Answered by DEFRA Under Secretary of State Dr Therese Coffey, 13 September 2017:
Nature conservation is a devolved matter. In England all wild birds are protected under the Wildlife and Countryside Act 1981, making it an offence to kill, injure or take wild birds or to take or damage their eggs and nests. There are provisions under Section 16 of the 1981 Act that allow for the control of raptors for specific reasons, for example, to conserve other wild birds. Licence applications are dealt with on a case by case basis and priority must be given to non-lethal methods. The Government is not considering any further controls on the number of raptors.
Meanwhile, back in the 21st Century, yesterday in the Scottish Parliament Hen Harrier Species Champion Mairi Gougeon MSP (SNP, Angus North & Mearns) asked the following question:
Question # S50-01250: To ask the Scottish Government what role the police and the Crown Office have in dealing with wildlife crime.
Answered by Cabinet Secretary Roseanna Cunningham, 14 September 2017:
Wildlife crime is crime. Perpetrators will be investigated and, if there is sufficient evidence, prosecuted, as with any other crime. However, we are aware that there are characteristics of wildlife crime that mean that a specialised approach is required. For example, wildlife crime often takes place in remote areas where there are no witnesses, and of course there are usually no victims able to report what has happened to them. For those reasons, we are working with Police Scotland to expand the resources that are available to the police to tackle wildlife crime, with a pilot project to provide additional special constables in Cairngorms national park. The Crown Office also has a specialist wildlife and environmental crime unit to tackle such crime.

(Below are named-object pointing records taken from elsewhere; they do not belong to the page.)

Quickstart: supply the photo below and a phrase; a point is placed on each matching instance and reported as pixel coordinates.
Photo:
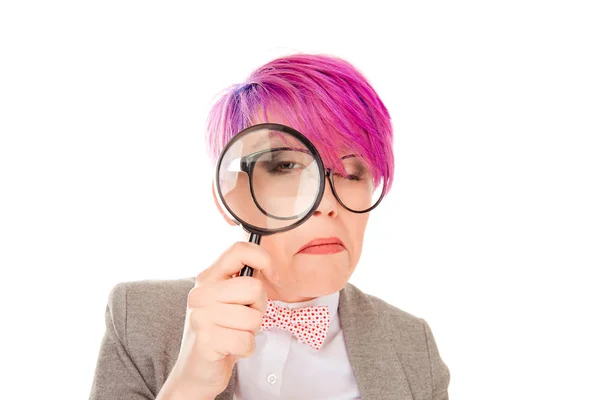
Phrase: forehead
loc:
(277, 117)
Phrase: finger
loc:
(227, 341)
(244, 290)
(236, 316)
(234, 259)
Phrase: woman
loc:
(217, 336)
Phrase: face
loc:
(318, 270)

Mairi Gougeon followed up with a supplementary question:
The cabinet secretary will be aware of the recent shooting of a hen harrier on the Cabrach estate and the recent disappearance of Calluna, a satellite-tagged hen harrier, near Ballater. In the light of those incidents, what action is the Scottish Government taking to implement the recommendations of the satellite tagging review?
Roseanna Cunningham answered:
I am aware of those appalling incidents. In the light of the satellite tagging review, which was announced on 31 May, we will bring forward a number of measures, which include setting up an independently led group to look at grouse moor management practices and increasing Police Scotland resources, as I mentioned.

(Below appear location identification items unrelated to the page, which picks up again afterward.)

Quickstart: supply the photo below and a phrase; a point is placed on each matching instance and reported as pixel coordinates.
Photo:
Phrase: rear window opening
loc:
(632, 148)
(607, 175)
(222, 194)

In accordance with that, good progress is being made on those areas; I will announce further details shortly. In the meantime, other work goes on—the police respond to and investigate reports that are received, and there are actions such as the further use of restrictions on general licences by Scottish Natural Heritage when wildlife crime is suspected to have taken place. We are determined to put an end to wildlife crime.